When you know what you really want and stay connected to that you have an infallible energy guide that takes you step by step through what to do and when to do it. Building a little trust in your intuition and staying anchored in what you really want to do allows you to hear that little voice of your inner inklings or whims.
If you are not doing what you want to do in life you might as well forget about productivity because there is no way you are going to be truly productive. You might churn out a lot of things, cross off task after task on your to do list but you will not have the experience of “having the power of producing; producing readily or abundantly; or causing or bringing about” something. True productivity is grounded in a fertile, fruitful, and prolific relationship with “what you really want in life”.
6. I keep a sharp eye open for “productivity snatchers”
My favorite is “let me just get one more thing done”. You'll recognize this: It is time to break for lunch and you make one more phone call or write one more paragraph and before you know it your can’t think straight because it has been eight hours since you’ve eaten and you have not had a drop of water all day.
So now, whenever, I hear myself saying “just let me do this one more thing and than I will...,” I immediately launch into my mentally pre-taped message to myself that goes like this: “You know that if you don’t stop now you will end up missing lunch. Then you will get cranky and grouchy and there goes your positive moods and creativity. And you will get tired and your thinking will get clouded. It might seem like you are getting so much more done but it will end up taking you 2-3 times longer. So step away from the desk, take the break and come back to finish up quickly and easily. Step away from the desk - NOW!”
It used to take about an hour before that talk would get through to me but now I can zap that productivity snatcher in only a few minutes.
Other productivity snatchers include:
- Having to do any number of unrelated tasks before you get to the one that really counts
- Having to know every step before you start anything
- Having to learn “just one more thing” before you do something
- Continuing to do things that just aren’t working in the name of persistence
- Going for perfection in the name of excellence
- Filling your day with busywork
The trick is to learn to distinguish the productivity snatchers from the intuitive whims. But the more order and regularity you have in your life and the better you are at managing your energy the easier it is to know what voice you are hearing.
The Real Value of Productivity
I believe that being productive is an important part of life. I don’t think, however, that our ultimate success or failure in life is going to depend upon the actions we took or didn’t take.

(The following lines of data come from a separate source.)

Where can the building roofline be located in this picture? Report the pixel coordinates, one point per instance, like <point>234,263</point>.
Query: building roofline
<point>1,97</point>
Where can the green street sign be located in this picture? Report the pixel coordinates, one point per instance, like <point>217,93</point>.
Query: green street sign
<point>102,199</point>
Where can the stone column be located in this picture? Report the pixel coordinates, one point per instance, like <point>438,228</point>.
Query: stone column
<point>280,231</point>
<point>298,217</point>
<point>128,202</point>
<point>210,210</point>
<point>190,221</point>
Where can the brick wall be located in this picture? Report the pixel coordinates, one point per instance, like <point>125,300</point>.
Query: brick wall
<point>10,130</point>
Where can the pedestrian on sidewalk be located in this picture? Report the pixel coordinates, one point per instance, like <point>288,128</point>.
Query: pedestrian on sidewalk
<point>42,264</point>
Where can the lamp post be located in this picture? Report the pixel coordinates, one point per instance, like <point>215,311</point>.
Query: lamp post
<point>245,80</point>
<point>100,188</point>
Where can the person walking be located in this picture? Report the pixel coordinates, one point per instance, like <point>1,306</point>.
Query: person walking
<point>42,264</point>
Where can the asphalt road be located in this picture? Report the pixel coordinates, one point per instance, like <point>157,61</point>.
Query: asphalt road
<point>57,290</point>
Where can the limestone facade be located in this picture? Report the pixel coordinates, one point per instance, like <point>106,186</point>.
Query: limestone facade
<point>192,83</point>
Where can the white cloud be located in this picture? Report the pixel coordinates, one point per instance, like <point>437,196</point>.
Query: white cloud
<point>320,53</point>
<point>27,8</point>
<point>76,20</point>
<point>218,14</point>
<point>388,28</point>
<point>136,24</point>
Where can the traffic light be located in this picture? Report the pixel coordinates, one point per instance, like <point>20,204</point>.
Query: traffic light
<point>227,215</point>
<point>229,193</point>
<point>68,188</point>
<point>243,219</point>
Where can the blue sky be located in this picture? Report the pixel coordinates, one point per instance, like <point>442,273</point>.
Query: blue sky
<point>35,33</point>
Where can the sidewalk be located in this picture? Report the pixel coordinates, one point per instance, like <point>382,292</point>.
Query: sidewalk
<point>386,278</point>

Life is much more multi-dimensional than to be just centered on our actions. I believe that our actions are simply an outward manifestation of our internal vibrational state. I have started to see the actions that I take more as an outward flowing of my entire vibrational state rather than as my attempt at effecting some change in the world. First, I work internally and then the inspired actions just flow.
Without internal power and alignment behind our actions, I don’t believe that an action can carry much power in this vast universe of things.
I do believe - and my experience validates - that there is nothing more delicious in life than having a dream or desire and then taking actions that seem to flow you toward the manifestation of that dream. I have to side with “Abraham” (the Law of Attraction) that taking actions increase the joy and bliss of bringing forth my dreams into the world. When I take actions that are merged with my internal dreams and desires and I see their manifestation – I do feel the natural and wonderful power of being effective in the world. And for me, that is the true value of productivity –as a path for us to experience ourselves as effective in the world.